The circulatory system is essential for the maintenance of tissue homeostasis, for carrying nutrients and endocrine signals, for leukocyte trafficking, removing waste products and promoting tissue repair. However, given its interface with flowing blood, the circulatory system must also sense potential threats and react to danger signals. However, the critical roles played by the vasculature in immune-inflammatory and repair responses may also represent a threat if deregulated. Therefore, protective and homeostatic mechanisms have evolved to ensure vascular integrity. The large arteries, which are intrinsically less plastic than small vessels, have developed specific defence mechanisms, including the creation and maintenance of an immunoprivileged niche within the arterial wall. The vasculitides occur when these protective mechanisms fail, and the subsequent inflammation predisposes to tissue injury within the vascular wall.

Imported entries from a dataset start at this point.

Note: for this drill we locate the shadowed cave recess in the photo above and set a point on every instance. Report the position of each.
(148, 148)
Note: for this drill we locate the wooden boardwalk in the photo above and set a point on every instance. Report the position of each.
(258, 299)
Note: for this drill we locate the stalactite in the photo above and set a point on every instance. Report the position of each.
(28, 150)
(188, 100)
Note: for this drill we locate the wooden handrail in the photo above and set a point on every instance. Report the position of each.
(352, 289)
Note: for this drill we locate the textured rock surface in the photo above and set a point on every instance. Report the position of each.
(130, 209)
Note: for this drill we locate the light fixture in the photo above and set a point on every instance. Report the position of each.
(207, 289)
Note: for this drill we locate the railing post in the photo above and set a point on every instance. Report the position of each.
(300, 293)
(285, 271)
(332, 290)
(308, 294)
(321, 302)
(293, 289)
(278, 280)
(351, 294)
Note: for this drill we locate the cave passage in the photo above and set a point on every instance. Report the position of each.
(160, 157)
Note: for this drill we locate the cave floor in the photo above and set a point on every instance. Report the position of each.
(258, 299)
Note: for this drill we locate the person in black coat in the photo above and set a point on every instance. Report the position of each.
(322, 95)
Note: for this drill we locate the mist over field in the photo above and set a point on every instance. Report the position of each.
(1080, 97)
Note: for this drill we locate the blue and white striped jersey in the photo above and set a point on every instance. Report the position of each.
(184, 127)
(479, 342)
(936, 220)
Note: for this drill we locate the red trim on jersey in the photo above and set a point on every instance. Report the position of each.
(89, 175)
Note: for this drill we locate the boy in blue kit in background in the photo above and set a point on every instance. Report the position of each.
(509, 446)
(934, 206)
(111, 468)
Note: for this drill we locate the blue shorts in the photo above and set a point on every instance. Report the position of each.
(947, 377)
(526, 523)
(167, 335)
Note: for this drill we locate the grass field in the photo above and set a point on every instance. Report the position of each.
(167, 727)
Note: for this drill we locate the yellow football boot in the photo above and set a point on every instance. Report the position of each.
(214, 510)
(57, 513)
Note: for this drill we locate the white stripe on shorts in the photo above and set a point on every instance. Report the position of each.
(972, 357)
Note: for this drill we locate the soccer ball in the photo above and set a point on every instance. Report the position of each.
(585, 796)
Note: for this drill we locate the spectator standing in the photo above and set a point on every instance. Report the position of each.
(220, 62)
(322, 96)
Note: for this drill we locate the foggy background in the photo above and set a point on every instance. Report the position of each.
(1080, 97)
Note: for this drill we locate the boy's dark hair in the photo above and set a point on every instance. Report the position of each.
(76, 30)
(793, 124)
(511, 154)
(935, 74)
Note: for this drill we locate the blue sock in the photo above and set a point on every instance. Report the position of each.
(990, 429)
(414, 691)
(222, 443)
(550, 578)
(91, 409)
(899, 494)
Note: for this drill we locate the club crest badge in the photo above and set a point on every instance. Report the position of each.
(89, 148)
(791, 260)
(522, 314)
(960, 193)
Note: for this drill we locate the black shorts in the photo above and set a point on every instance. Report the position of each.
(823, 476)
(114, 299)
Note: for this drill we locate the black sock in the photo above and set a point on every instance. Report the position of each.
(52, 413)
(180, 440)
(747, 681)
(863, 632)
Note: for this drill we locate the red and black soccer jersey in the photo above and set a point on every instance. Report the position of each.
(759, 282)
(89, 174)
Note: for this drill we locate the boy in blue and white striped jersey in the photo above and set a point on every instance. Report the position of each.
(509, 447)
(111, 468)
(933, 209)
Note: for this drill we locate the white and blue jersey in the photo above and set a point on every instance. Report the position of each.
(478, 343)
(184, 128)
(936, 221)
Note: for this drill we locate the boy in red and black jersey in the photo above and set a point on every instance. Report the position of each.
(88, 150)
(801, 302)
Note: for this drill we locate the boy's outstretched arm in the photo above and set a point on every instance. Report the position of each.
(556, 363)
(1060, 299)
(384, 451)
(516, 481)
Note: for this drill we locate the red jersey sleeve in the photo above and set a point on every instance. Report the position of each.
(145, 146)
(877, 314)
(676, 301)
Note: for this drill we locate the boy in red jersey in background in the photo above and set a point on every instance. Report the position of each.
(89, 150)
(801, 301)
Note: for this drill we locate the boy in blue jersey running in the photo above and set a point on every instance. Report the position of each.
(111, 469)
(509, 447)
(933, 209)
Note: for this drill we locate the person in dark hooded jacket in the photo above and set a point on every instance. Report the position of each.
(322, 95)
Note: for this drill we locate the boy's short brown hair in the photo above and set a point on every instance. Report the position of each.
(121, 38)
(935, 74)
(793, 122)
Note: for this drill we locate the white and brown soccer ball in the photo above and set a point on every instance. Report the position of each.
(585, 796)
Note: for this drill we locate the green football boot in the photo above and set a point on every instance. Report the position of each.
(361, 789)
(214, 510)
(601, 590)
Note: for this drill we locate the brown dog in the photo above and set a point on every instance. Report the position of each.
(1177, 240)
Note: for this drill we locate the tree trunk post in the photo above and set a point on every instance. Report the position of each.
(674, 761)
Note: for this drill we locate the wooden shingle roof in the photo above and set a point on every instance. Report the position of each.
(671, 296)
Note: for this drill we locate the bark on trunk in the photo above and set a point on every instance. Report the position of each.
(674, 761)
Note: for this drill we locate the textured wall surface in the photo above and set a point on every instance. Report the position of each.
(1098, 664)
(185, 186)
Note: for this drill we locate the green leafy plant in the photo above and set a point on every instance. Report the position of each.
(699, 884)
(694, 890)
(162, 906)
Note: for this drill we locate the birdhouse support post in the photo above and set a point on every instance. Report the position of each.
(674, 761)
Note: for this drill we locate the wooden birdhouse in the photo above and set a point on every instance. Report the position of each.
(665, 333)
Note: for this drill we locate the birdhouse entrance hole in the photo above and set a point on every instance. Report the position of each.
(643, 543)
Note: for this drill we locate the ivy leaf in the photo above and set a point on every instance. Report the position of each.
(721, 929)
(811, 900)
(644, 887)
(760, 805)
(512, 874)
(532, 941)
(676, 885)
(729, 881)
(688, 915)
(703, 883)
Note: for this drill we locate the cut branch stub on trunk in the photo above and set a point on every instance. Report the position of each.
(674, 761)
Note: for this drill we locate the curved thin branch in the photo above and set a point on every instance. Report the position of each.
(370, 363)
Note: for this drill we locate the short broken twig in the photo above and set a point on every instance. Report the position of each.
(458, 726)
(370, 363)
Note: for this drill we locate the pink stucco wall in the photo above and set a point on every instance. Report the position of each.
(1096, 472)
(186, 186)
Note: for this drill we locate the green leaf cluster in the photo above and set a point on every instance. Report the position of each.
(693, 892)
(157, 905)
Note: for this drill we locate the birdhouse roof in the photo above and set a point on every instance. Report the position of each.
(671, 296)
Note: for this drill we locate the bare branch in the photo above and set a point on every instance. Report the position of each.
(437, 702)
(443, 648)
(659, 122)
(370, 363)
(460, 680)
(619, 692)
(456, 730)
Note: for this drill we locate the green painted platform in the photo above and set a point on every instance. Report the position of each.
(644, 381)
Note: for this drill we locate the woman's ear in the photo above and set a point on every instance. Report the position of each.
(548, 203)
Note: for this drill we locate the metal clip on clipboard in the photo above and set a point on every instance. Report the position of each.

The vasculitides affect blood vessels from capillaries to the aorta. The revised Chapel Hill consensus nomenclature divides the diseases into those that predominantly involve either large, medium, or small-vessels. In their various forms, the vasculitides can affect all age groups, with, on occasion, devastating outcomes. The anatomic variability in disease localisation alongside the complex multicellular mechanisms underpinning disease pathogenesis, illustrate the need for multidisciplinary research. Thus, the anti-neutrophil cytoplasmic antibody-associated vasculitides (AAV) most commonly involve arterioles and small arteries. Antibody-mediated activation of neutrophils and monocytes plays a central role in the vascular injury observed. In the large vessel vasculitides, Takayasu arteritis and giant cell arteritis, vascular dendritic cell activation represents an early step in pathogenesis, predisposing to T-cell activation, local cytokine release and vascular inflammation. The arterial wall lesions include macrophages and lymphoid cells and occasional multi-nucleated giant cells. The persistent arterial inflammation predisposes to the narrowing and occlusion of arteries.

In addition to the role of genetics, genomics, molecular and cell biology, proteomics, metabolomics and immunology, the importance of vascular injury implies a need for other research disciplines. The Centre will seek to investigate novel, dynamic, non-invasive anatomical and metabolic imaging approaches. In addition to Natural Sciences and Chemistry’s role in basic biology and novel treatment target discovery, the bioengineering strengths within Imperial College will play an important role in developing platforms for multicellular tissue studies, in the investigation of the impact of changes in arterial anatomy on blood flow and tissue perfusion and in the generation of point-of-care devices.